RedHenLab / multi-modal-emotion-prediction

18 stars 5 forks source link

utterance segmentation #1

Open amirim opened 6 years ago

amirim commented 6 years ago

Many thanks for the contribution, although the utterance segmentation is not a part of your work (the IEMOCAP emotion dataset is already segmented into utterances), do you have any idea about any tool that might be a good solution for this purpose?

ksingla025 commented 5 years ago

I suspect that you are trying to pass and new transcript that's why you need utterance segmentation. We you are using an ASR to transcribe then it can automatically give long pauses / speaker change as utterance boundaries.

sambhavnoobcoder commented 6 months ago

There are several tools and libraries that are commonly used in Automatic Speech Recognition (ASR) that can also aid in utterance segmentation:

Kaldi: Kaldi is a popular open-source toolkit for speech recognition that provides various tools and utilities for ASR-related tasks, including segmentation. It offers scripts and modules for speech data processing, feature extraction, and speech modeling, which can be used for utterance segmentation.

HTK (Hidden Markov Model Toolkit): HTK is another toolkit commonly used for building ASR systems. It offers functionalities for acoustic modeling, which can be adapted or used for segmentation tasks based on HMMs.

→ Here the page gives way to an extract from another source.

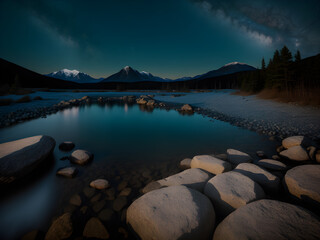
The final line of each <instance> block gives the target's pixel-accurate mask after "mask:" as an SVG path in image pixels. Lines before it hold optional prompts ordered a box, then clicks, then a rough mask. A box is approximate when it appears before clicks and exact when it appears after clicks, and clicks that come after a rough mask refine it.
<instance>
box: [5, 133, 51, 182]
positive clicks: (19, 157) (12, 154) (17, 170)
mask: <svg viewBox="0 0 320 240" xmlns="http://www.w3.org/2000/svg"><path fill="white" fill-rule="evenodd" d="M55 144H56V142H55V140H54V139H53V138H52V137H49V136H43V135H40V136H34V137H28V138H23V139H20V140H16V141H12V142H6V143H2V144H0V183H2V184H3V183H11V182H14V181H15V180H16V179H19V178H21V177H24V176H25V175H28V174H30V173H31V172H32V171H34V170H35V169H36V168H37V166H38V165H39V164H40V163H41V162H43V161H44V160H45V159H47V157H48V156H49V155H50V154H51V153H52V151H53V149H54V147H55Z"/></svg>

Praat: While Praat is primarily used in phonetics, it also offers capabilities for annotating and segmenting speech. It allows manual segmentation of speech signals and can be used to mark boundaries between different utterances.

LibROSA and librosa.segment functions: LibROSA is a Python library for audio and music analysis. While it's not solely an ASR tool, it provides functionalities for audio processing, feature extraction, and segmentation. The librosa.segment module offers functions that can be used for segmentation based on different criteria.

Google Speech-to-Text API: Google's Speech-to-Text API offers automatic transcription capabilities and may include segmentation functionalities to separate different utterances based on pauses or speaker turns.

CMU Sphinx: CMU Sphinx is an open-source speech recognition system that provides tools and libraries for speech recognition tasks. It might offer utilities for segmentation purposes within its suite of tools.